If you have – fantastic! However, your work is not quite finished.
As Antoine de Saint-Exupéry said, “A goal without a plan is just a wish."
Good intentions and wishful thinking will only get you so far – so let’s kick those goals into action and make a plan for your language learning in 2019!
Step 1: Find out what motivates you
Remember when you first heard the language you want to learn? How it sounded, and the way it made you feel? Or perhaps you want to experience the culture and local locations of where that language is spoken. Whatever drew you to this language in the first place, dive deep and write down why it’s valuable and important to you so that you are reminded every day of why you want to learn this language.
Step 2: Determine how far you want to go
There is a big difference between knowing enough of the language to get you by for a two-week holiday compared to becoming fluent. Determining how far you want to go is a crucial step in measuring your progress (Step 3). For example, you can define your goals by setting a date for when you will complete your studies, or, you can set a goal of reaching a certain level of competency regardless of how long it may take. Remember to set them in a positive tone: for example, “In six months I will have completed consistent, quality study.”
Step 3: Measure your progress as you go
Measuring your progress has hugely positive impacts on your improvement, so it is vital that you consistently do this exercise to ensure you maintain your levels of interest. In the simplest form, you can revise your work from the previous week or month, identify the ways in which you have improved - no matter how big or small - and give your self a pat on the back. Or, for those more comfortable with their own voice (cue cringing), record yourself speaking the language and document this as you go along.
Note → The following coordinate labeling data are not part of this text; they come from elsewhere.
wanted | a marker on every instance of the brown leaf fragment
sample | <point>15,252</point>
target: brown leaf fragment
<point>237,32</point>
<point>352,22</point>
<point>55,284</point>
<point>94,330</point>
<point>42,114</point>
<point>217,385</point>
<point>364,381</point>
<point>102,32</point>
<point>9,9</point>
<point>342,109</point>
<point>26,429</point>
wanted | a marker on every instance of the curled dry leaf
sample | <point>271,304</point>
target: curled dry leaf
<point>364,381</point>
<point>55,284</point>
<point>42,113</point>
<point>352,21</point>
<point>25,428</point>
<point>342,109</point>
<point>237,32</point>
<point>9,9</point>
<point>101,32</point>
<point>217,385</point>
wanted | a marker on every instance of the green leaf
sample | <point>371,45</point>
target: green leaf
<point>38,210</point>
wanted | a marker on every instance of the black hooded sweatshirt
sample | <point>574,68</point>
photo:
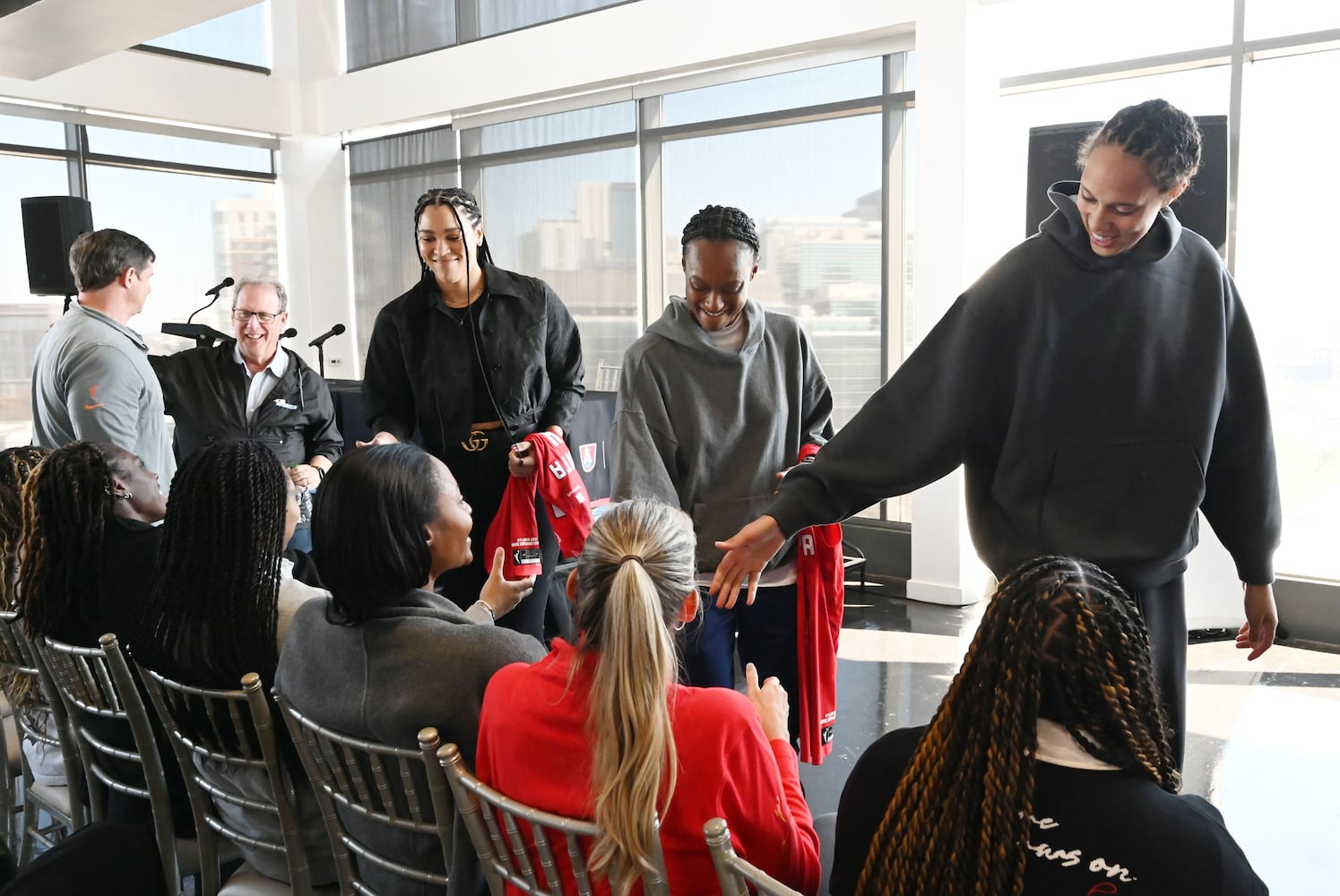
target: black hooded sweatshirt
<point>1095,403</point>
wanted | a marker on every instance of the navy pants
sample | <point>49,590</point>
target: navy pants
<point>1163,608</point>
<point>765,635</point>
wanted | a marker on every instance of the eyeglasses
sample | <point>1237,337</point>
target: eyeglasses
<point>262,316</point>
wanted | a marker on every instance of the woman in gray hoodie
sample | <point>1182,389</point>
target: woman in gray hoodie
<point>714,401</point>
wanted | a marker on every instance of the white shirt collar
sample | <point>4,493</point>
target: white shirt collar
<point>1056,746</point>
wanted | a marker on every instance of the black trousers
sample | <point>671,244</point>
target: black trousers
<point>482,477</point>
<point>1163,608</point>
<point>764,633</point>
Make your progress revisions short, fun and regular and we promise you will find new motivation every single time.
Step 4: Make time, don’t find it
Isn’t is funny when we think to ourselves, ‘Oh no, I don’t have time,’ yet we can find the time to watch a couple hours of Netflix every night, or scroll social media? 'Finding the time' (usually meaning if you have 'time leftover') to learn, improve and revise your language skills won’t work, so don’t put yourself through the torment. Make the time. You can do this by looking at your current weekly schedule; nothing too elaborate, simply record your usual weekly commitments and activities such as work, family, fitness, errands and leisure. Now work in one to three hours of study time (depending on your goal intensity in Step 2). You’ll be surprised at how much spare time you actually have (Side note: Download Moment for Apple, or Quality Time for Android to find out where your time really goes). Once you’ve gotten into the rhythm it will become habit, and before you know it you will be wondering what else you can fit into your week.
- Make sure your goals are SMART
- Time Bound
- Look at your goals and your plan to achieve them every day (put them in the bathroom or on a vision board)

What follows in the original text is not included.